22. April 2010 (HL-Red-RB) Lübeck-Lupe/Meinung: Der "Rest" dieser Woche wird in Lübeck bestimmt vom Urnengang zum Bürgerentscheid "Ja zum Flughafen". Nach wie vor kleben Plakate der "Gegner", die nur auf "Keinen Ausbau" plädieren und damit verwirren. Das ist keine seriöse und faire Politik. Politik, die über Jahrzehnte erst gefördert, dann um einer Mehrheits-Hochzeit für die Bürgerschaft nicht mehr bereit sind, abschließend zu investieren. Aber "investieren" müsste man so oder so. Denn auch der Rückbau kostet ebenfalls Millionen. Nur die wären endgültig verloren. Wer glaubt, dass bei Schließung des Flughafens mehr Geld für soziale Zwecke da wäre, irrt gewaltig. Denn dann wären die - ohnehin nicht vorhandenen - Gelder vorrangig und zwangsläufig für Kosten der Schließung des Flughafens einzusetzen.

Eigentlich müsste dem Bürgerbegehren und -entscheid ein weiteres "Verfahren" folgen: Neuwahl der Bürgerschaft! Das wäre ehrlich - aber wer wagt das - außer "xxx" - dann noch? Nur Senatoren-Neubesetzungen wären wieder ein anderes Thema. Bezeichnend, dass sogar Rechtsprüfung bereits mit "Richter-Verständnis" verfolgt wird. Sogar und mutig von der Anti-Seite...

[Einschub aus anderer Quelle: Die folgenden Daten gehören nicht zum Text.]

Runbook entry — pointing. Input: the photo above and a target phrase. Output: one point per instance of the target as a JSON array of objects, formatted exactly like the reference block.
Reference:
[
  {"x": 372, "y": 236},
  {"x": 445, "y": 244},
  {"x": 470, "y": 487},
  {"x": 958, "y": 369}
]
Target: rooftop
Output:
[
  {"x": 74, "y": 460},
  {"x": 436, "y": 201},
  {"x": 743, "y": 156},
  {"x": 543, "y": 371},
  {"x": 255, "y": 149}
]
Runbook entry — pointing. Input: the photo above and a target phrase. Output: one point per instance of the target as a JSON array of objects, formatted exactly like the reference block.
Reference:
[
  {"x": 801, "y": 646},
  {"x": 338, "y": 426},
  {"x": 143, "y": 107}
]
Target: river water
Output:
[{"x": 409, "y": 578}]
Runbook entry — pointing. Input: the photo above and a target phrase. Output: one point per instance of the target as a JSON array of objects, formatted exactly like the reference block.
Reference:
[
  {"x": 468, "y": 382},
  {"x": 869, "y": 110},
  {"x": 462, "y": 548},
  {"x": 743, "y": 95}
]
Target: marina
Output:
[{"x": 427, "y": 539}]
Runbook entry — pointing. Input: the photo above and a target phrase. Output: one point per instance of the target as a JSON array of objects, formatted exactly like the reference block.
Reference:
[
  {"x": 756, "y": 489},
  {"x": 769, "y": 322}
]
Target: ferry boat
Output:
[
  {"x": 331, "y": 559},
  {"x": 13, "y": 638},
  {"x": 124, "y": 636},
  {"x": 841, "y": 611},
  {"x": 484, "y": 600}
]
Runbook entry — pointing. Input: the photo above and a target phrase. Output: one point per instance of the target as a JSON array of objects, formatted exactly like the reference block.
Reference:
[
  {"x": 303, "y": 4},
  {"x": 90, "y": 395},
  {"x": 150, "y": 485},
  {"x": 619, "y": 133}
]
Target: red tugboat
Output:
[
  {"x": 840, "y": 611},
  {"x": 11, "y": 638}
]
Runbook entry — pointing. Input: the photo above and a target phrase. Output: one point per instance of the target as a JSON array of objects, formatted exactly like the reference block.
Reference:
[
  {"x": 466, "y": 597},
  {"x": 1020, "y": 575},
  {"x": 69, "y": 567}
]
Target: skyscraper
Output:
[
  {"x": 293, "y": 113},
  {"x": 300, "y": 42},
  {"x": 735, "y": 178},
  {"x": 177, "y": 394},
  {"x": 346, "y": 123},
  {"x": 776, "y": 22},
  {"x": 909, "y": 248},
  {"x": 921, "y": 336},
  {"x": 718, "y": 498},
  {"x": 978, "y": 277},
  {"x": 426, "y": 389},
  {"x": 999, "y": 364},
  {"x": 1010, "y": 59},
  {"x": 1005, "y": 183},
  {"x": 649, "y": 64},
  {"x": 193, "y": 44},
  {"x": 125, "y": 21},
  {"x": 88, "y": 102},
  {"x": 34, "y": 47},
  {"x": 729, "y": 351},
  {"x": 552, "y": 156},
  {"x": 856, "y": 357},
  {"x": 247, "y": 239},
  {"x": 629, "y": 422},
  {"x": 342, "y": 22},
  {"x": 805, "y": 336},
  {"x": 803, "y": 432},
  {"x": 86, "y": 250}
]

Was hatte Lübeck-TeaTime schon gefordert? Schluss mit Hobby-Politik und -führung für Städte der Größenordnung wie etwa Lübeck. Fachliche Kompetenz wie früher (2. Staatsprüfung statt "gehobenem" Dienst/Dolmetscher) für alle "höheren" Postionen erneut einführen. Nicht nur Schadensbegrenzung und -verhütung, sondern endlich wieder "genormte" Fachkundigkeit*) als Erfordernis in Stellenbewertungen und damit Arbeitsausübung.

Autor:
Reinhard Bartsch
Herausgeber Lübeck-TeaTime

*)...aber auch "Juristen" können nicht "alles"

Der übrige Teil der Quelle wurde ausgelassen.